It’s officially fall in Southern California, not that that means much here. September 21 came barreling through, promoting the upcoming days of a lusty fall complete with the updated Starbucks seasonal menu. But the sun was still shining and the palm trees looked ever so graceful highlighted by the cloudless skies, making one think about the beach rather than cider.
And then came the heat. For such a mild summer, it was shocking to be lambasted by days reaching into the 110s. We were witnesses to history, the news told us, when downtown Los Angeles reached 113 degrees Fahrenheit, the highest temperature on record. Where was our perfect weather, the high a blissful 85 degrees? LA’s a desert, I kept hearing, but no it’s really chaparral and September is always one of the warmer months.
There is no doubt that there is global warming, but listening to the throngs of co-workers discuss how strange the weather is, how extreme our weather patterns are nowadays, I wanted to tell them, it’s just because you’re not a local! Every September when school would start, we would be suffocated by the heat in our 1960s classrooms, authentically un-air-conditioned. We could wear the dreadful navy blue shorts until October and then it was back to the long pants and skirts of our uniforms. Everyone wondered why it was such a firm cutoff when October could be just as hot.

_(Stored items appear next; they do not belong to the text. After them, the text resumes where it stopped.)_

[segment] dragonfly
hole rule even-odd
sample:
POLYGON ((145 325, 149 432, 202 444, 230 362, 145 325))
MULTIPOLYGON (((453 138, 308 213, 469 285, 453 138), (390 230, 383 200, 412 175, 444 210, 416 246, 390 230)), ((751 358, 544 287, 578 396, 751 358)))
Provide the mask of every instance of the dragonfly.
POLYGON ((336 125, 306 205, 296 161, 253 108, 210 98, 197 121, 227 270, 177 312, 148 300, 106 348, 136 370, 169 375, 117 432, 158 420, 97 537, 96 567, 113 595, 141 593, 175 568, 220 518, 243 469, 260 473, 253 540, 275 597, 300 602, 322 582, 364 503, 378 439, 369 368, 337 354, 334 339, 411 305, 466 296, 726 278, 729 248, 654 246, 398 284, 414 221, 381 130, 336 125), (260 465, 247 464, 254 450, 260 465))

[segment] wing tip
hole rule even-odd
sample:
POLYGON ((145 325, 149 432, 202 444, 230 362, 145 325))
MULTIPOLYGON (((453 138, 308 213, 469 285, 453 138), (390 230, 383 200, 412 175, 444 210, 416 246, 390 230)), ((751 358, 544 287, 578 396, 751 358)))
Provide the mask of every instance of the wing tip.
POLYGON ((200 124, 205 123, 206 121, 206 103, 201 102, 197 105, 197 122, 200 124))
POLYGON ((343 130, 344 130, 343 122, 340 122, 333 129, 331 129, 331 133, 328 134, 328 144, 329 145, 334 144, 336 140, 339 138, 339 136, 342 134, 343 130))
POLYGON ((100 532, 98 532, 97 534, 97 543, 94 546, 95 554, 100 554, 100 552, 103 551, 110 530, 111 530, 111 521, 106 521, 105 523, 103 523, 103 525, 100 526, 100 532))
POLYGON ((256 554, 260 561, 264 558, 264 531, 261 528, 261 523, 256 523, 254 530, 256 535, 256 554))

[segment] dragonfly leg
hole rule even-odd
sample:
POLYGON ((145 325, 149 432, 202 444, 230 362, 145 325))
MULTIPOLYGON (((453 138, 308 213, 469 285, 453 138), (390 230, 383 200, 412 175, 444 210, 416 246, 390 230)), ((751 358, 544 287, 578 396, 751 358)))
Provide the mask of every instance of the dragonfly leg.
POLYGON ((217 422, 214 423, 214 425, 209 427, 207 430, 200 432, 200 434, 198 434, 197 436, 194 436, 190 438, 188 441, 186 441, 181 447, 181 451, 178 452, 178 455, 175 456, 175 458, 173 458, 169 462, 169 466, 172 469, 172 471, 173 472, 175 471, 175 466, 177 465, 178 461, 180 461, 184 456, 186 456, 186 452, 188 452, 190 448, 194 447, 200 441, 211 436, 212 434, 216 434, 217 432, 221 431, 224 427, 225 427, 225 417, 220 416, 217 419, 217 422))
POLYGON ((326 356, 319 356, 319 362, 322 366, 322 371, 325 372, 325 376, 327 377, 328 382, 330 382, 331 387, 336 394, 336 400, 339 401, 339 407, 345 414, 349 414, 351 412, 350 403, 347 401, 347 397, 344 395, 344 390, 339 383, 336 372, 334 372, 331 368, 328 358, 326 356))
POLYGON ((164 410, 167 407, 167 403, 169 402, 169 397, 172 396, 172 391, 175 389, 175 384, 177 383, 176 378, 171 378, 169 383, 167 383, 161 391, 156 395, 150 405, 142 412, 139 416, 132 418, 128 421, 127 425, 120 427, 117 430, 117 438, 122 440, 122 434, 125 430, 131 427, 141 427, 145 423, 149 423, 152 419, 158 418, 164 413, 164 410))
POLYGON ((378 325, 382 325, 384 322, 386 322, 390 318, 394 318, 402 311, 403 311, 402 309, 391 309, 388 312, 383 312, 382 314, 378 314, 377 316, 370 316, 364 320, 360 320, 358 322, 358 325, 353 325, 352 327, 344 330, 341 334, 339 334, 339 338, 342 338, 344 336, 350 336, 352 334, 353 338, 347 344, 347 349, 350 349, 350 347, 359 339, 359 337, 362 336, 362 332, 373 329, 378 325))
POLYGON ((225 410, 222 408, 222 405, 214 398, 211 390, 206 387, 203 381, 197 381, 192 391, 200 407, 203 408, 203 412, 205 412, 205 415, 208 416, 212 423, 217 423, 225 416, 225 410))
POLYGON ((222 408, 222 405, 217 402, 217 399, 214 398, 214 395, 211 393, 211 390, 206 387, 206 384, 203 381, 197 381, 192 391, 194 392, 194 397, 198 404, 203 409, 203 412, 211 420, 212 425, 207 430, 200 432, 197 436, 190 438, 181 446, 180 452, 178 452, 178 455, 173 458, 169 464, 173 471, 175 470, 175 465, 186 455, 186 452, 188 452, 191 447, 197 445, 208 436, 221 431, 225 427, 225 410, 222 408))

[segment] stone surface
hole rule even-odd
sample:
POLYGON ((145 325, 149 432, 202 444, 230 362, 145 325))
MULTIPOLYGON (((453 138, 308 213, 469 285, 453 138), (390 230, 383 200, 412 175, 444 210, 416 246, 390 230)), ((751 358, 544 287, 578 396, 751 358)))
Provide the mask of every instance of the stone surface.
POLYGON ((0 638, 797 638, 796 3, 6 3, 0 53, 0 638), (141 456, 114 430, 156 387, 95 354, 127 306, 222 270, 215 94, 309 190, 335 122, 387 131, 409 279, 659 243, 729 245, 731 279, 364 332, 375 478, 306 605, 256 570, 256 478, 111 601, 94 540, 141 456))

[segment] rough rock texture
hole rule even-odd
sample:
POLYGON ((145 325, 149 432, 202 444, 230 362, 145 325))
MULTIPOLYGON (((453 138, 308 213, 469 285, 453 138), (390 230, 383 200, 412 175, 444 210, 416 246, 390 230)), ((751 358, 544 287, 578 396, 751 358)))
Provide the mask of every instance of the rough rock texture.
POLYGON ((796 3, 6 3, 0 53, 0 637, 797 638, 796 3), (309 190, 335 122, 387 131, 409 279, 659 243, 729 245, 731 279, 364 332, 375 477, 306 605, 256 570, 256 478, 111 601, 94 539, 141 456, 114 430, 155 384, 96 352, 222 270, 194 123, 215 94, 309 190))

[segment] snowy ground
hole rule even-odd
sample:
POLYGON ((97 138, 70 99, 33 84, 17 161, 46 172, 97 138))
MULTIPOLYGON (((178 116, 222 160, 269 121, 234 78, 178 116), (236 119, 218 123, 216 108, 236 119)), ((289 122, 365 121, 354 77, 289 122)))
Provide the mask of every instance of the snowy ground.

Or as my mother would always remind us, Halloween was unpredictable, so we better choose a costume that wouldn’t make us too hot but that we could put a sweater over and not ruin our look.
This month, however, has fully addressed the correct seasonal outlook—it has been overcast, rainy, and downright too much like fall. The signs for things like Pumpkin Spice Lattes actually seem appealing in their cheer. I keep thinking if I go around the right street corner I will see leaves changing and blustery winds throwing out the last tinges of summer light.
But that is wishful thinking. I may have pumpkins turning a delightful orange in the vegetable garden, but when one looks up to see if the trees are a similar color, the palm trees tower overhead, creating a dark outline against the ever still, pale blue sky.